Title: What are those strange URL prefixes (e.g. %7E) in my log files?
Question:
I'm looking at my personal log file information and some of the entries
contain the string %7E right before my UW NetID. What's with this?
Answer:
The %7E represents a tilde character (~) that has been specially encoded
so that it's okay to place in a Web address. For example, you might see
this
/%7Ewebdemo/index.html
where you might expect to see this:
/~webdemo/index.html
Note: the tilde used to be required, but it is no longer used on the
central UW Web servers for students, staff, faculty, courses, and
departments.
The strange %7E is a result of the official Internet specification for Web
addresses or URLs. Perusing the specification reveals a set of characters
deemed "unsafe" within URLs. The tilde (~) character is one of these
characters. Here is the rationale for this, straight from the source
[Internet RFC 1738]:
Other characters are unsafe because gateways and other
transport agents are known to sometimes modify such
characters. These characters are "{", "}", "|", "\",
"^", "~", "[", "]", and "`".
Under strict adherence to the specifications, unsafe characters are
encoded in URLs. The encoding scheme uses a hexadecimal representation of
each unsafe character to make it safe. For example, according to the ASCII
character set, the tilde character corresponds with a hexadecimal value of
7E. So, the string "%7E" denotes an encoded tilde character, one that is
safe for use in a URL.
How often do people and browsers actually follow a strict interpretation
of this rule with regard to the tilde character? Not very often it seems.
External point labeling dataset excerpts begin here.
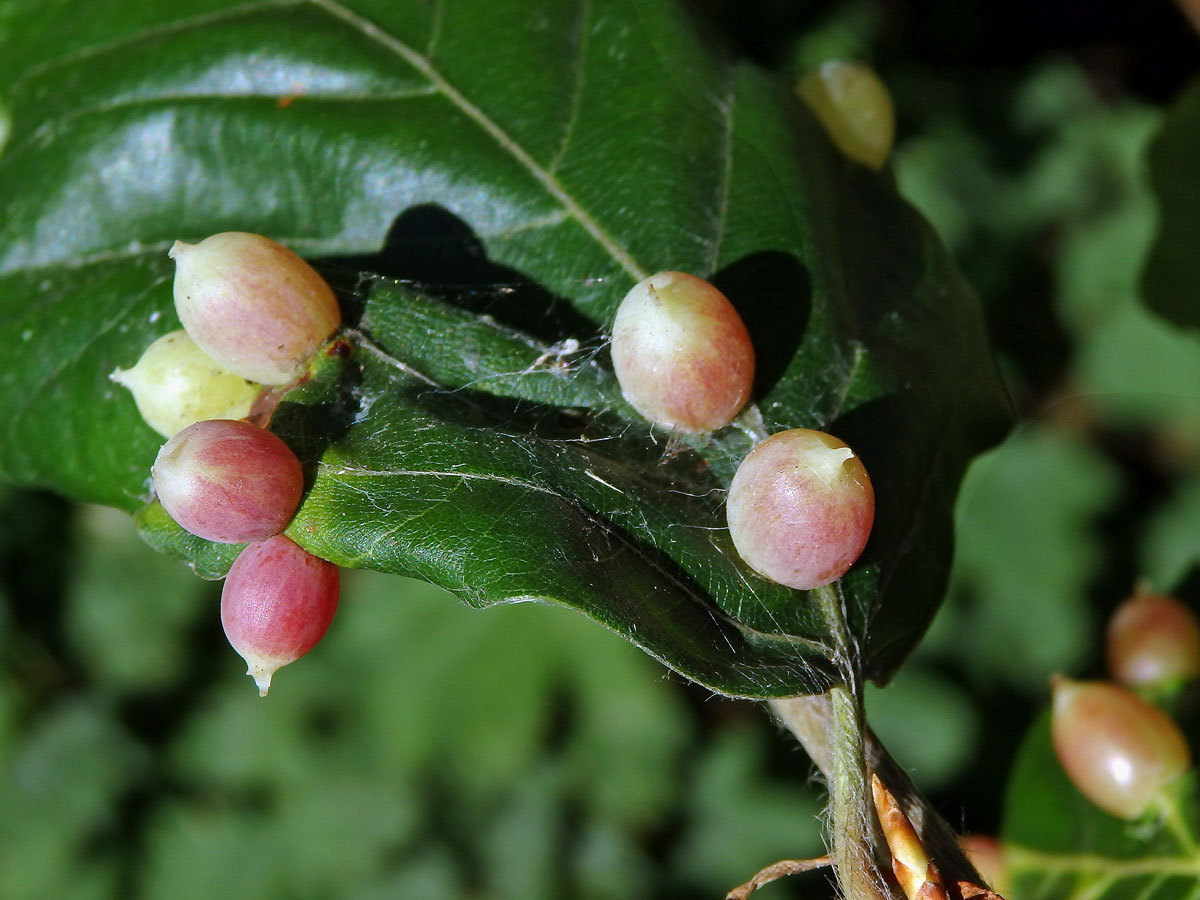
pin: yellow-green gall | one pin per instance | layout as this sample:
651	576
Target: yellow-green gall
855	107
177	384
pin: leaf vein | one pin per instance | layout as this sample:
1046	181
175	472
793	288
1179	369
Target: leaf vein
503	139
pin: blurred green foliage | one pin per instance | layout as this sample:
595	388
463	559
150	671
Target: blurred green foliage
427	750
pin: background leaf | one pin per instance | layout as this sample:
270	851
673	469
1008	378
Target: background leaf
469	147
1171	269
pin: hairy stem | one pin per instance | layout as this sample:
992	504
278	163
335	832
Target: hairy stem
852	820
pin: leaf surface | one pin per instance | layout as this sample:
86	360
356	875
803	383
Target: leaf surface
1173	269
483	184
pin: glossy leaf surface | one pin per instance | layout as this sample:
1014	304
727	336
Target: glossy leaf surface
526	169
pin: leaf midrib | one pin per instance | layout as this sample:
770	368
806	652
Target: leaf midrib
424	65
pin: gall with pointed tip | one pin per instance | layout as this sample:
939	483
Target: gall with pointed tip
277	603
1153	642
682	354
801	508
252	305
228	481
1117	749
855	107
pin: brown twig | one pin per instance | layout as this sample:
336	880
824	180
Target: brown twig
774	871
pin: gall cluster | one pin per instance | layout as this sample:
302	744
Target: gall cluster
801	505
253	315
1113	738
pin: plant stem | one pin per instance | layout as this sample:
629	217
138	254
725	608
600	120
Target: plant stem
852	817
851	822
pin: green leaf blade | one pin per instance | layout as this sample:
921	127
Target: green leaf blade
479	438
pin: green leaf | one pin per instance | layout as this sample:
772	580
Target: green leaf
1059	845
1029	544
499	183
1173	269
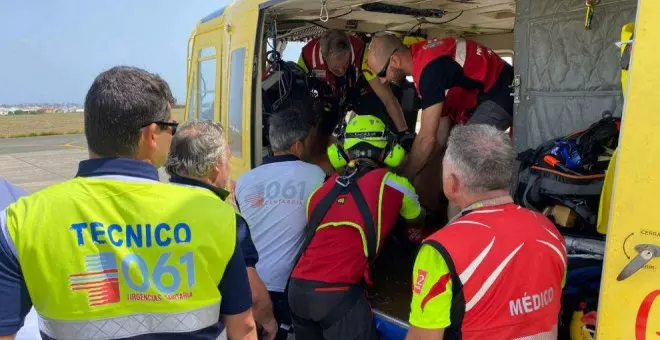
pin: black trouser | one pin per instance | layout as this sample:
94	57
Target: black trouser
282	314
330	311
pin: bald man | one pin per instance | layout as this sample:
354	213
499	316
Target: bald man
459	82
You should account for a few of these entries in your log file
information, but the majority of time tildes are unencoded. It's
impractical to type the encoded version, and, besides, the unencoded
version seems to work just fine.
For more thorough information on this topic, refer to the URL
specification itself:
http://www.w3.org/Addressing/
Don't be surprised if you find yourself chuckling over the germane
qualifier: "This specification does not necessarily describe WWW
practice." People using the tilde notation understand this well.